Spark – Create RDD
To create RDD in Apache Spark, some of the possible ways are
- Create RDD from List<T> using Spark Parallelize.
 - Create RDD from Text file
 - Create RDD from JSON file
 
In this tutorial, we will go through examples, covering each of the above mentioned processes.

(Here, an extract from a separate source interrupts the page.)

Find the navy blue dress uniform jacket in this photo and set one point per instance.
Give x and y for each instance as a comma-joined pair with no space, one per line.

Example – Create RDD from List<T>
In this example, we will take a List of strings, and then create a Spark RDD from this list.
RDDfromList.java
</>
                        Copy
                        import java.util.Arrays;
import java.util.List;
import org.apache.spark.SparkConf;
import org.apache.spark.api.java.JavaRDD;
import org.apache.spark.api.java.JavaSparkContext;
public class RDDfromList {
	public static void main(String[] args) {
		// configure spark
		SparkConf sparkConf = new SparkConf().setAppName("Spark RDD foreach Example")
				.setMaster("local[2]").set("spark.executor.memory","2g");
		// start a spark context
		JavaSparkContext sc = new JavaSparkContext(sparkConf);
		// read list to RDD
		List<String> data = Arrays.asList("Learn","Apache","Spark","with","Tutorial Kart"); 
		JavaRDD<String> items = sc.parallelize(data,1);
		// apply a function for each element of RDD
		items.foreach(item -> {
			System.out.println("* "+item); 
		});
	}
}
Example – Create RDD from Text file
In this example, we have the data in text file and will create an RDD from this text file.
ReadTextToRDD.java
</>
                        Copy
                        import org.apache.spark.SparkConf;
import org.apache.spark.api.java.JavaRDD;
import org.apache.spark.api.java.JavaSparkContext;
public class ReadTextToRDD {
	public static void main(String[] args) {
		// configure spark
		SparkConf sparkConf = new SparkConf().setAppName("Read Text to RDD")
										.setMaster("local[2]").set("spark.executor.memory","2g");
		// start a spark context
		JavaSparkContext sc = new JavaSparkContext(sparkConf);
		
		// provide path to input text file
		String path = "data/rdd/input/sample.txt";
		
		// read text file to RDD
		JavaRDD<String> lines = sc.textFile(path);
		
		// collect RDD for printing
		for(String line:lines.collect()){
			System.out.println(line);
		}
	}
}
Example – Create RDD from JSON file
In this example, we will create an RDD from JSON file.
JSONtoRDD.java
</>
                        Copy
                        import org.apache.spark.api.java.JavaRDD;
import org.apache.spark.sql.Row;
import org.apache.spark.sql.SparkSession;
public class JSONtoRDD {
	public static void main(String[] args) {
		// configure spark
		SparkSession spark = SparkSession
				.builder()
				.appName("Spark Example - Read JSON to RDD")
				.master("local[2]")
				.getOrCreate();
		// read list to RDD
		String jsonPath = "data/employees.json";
		JavaRDD<Row> items = spark.read().json(jsonPath).toJavaRDD();
		items.foreach(item -> {
			System.out.println(item); 
		});
	}
}
Conclusion
In this Spark Tutorial, we have learnt to create Spark RDD from a List, reading a text or JSON file from file-system etc., with the help of example programs.